|Exam Board||Entry Requirements||Subject Leader|
|AQA||Grade 6 at GCSE||Mrs K Ladly|
At key stage 5 we further develop the skills students have acquired in the previous two key stages. We aim to enhance their passion for the subject and many of our student’s progress to study the subject at degree level.
We study a range of periods to broaden their experience of the subject. Unit 1 covers Tsarist and Communist Russia, 1855 – 1964, which looks at the reasons for the Russian Revolutions of 1917 and the development of the communist state under Lenin, Stalin and Khrushchev. Unit 2 covers the Wars of the Roses, 1450 – 99 and the civil wars that brought the Tudors to the throne. Finally, there is a Non-Examined Assessment (NEA) which focuses on the development of Irish nationalism between 1823 and 1923.
Classes are taught by two members of staff, each of whom specialises in a particular unit of the course. Students are led through a carefully planned programme of skills enabling them to make the transition from to A level. They will then be expected to do set reading before lessons, so that they are able to come ready to discuss, as discussions form the basis of most lessons.
There are two 2 hours and 30 minute examinations at the end of the course for Units 1 and 2. Each requires the students to answer 2 essay questions from a choice of 3 and for Paper 1 an interpretation analysis question and Paper 2 a source analysis question.
The NEA allows the students to independently research and write an extended essay of about 4000 words evaluating the range of factors that influenced the development of Irish nationalism.

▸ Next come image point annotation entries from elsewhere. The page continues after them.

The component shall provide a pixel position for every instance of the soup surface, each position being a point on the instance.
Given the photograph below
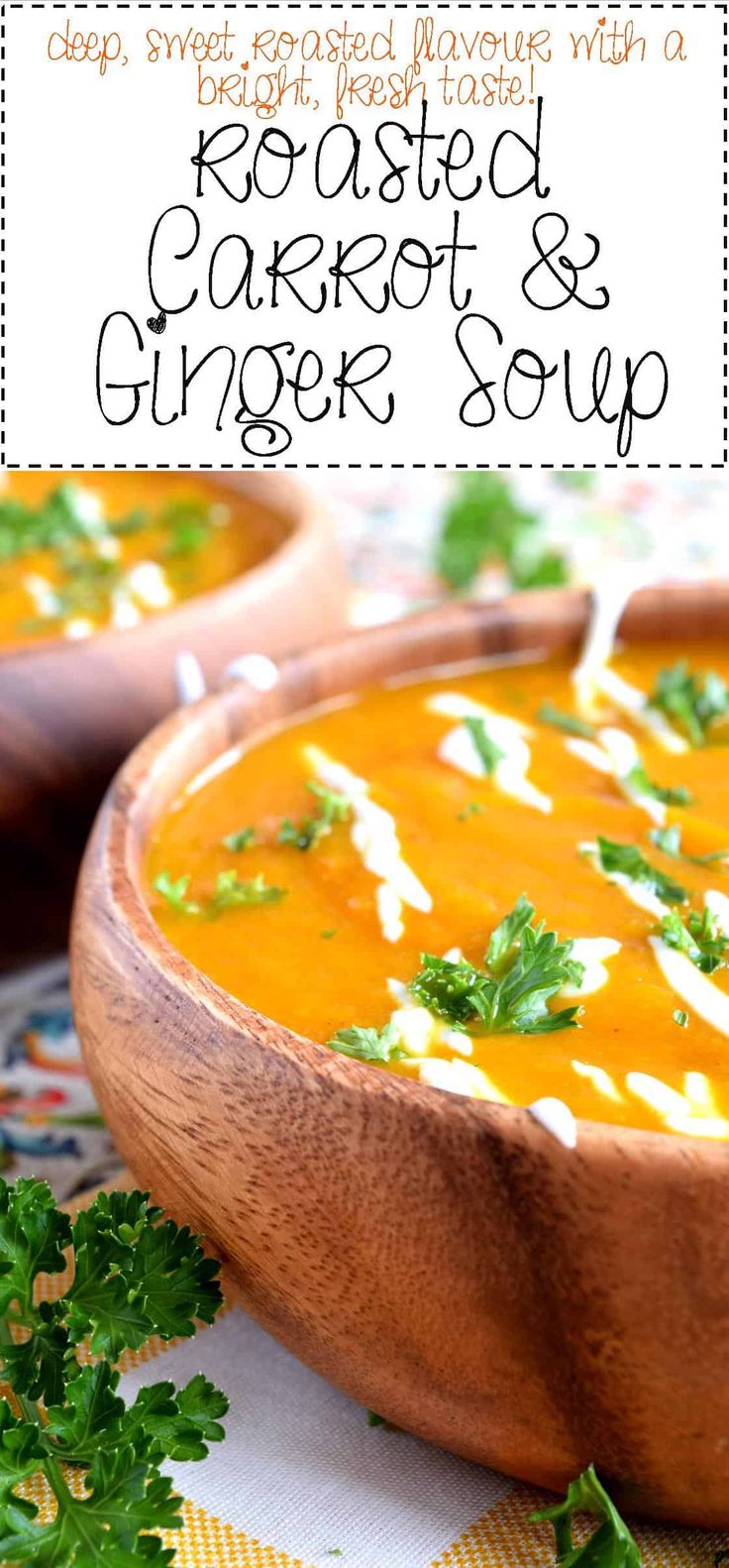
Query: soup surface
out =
(439, 810)
(78, 554)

This also involves integrating sources and interpretations to support their line of argument. This is begun in the summer term of Year 12 and completed by half term in the Autumn of Year 13.
Progression into Higher Education/Vocational Destinations
History is designated by the Russell Group universities as a facilitating subject and as such carries considerable weight when applying to study any course at their institutions. There are some direct applications of the study of history, the more obvious ones being teaching, lecturing and research. However, there are many areas where prospective employees will benefit from the skills acquired through studying history at degree level. A degree in history indicates that the student has the capacity to analyse large quantities of information, solve problems and make judgements on them. These are the sort of skills useful in law, journalism, politics, civil service, and many others. All managers and executives require the analytical and decision making skills which are taught.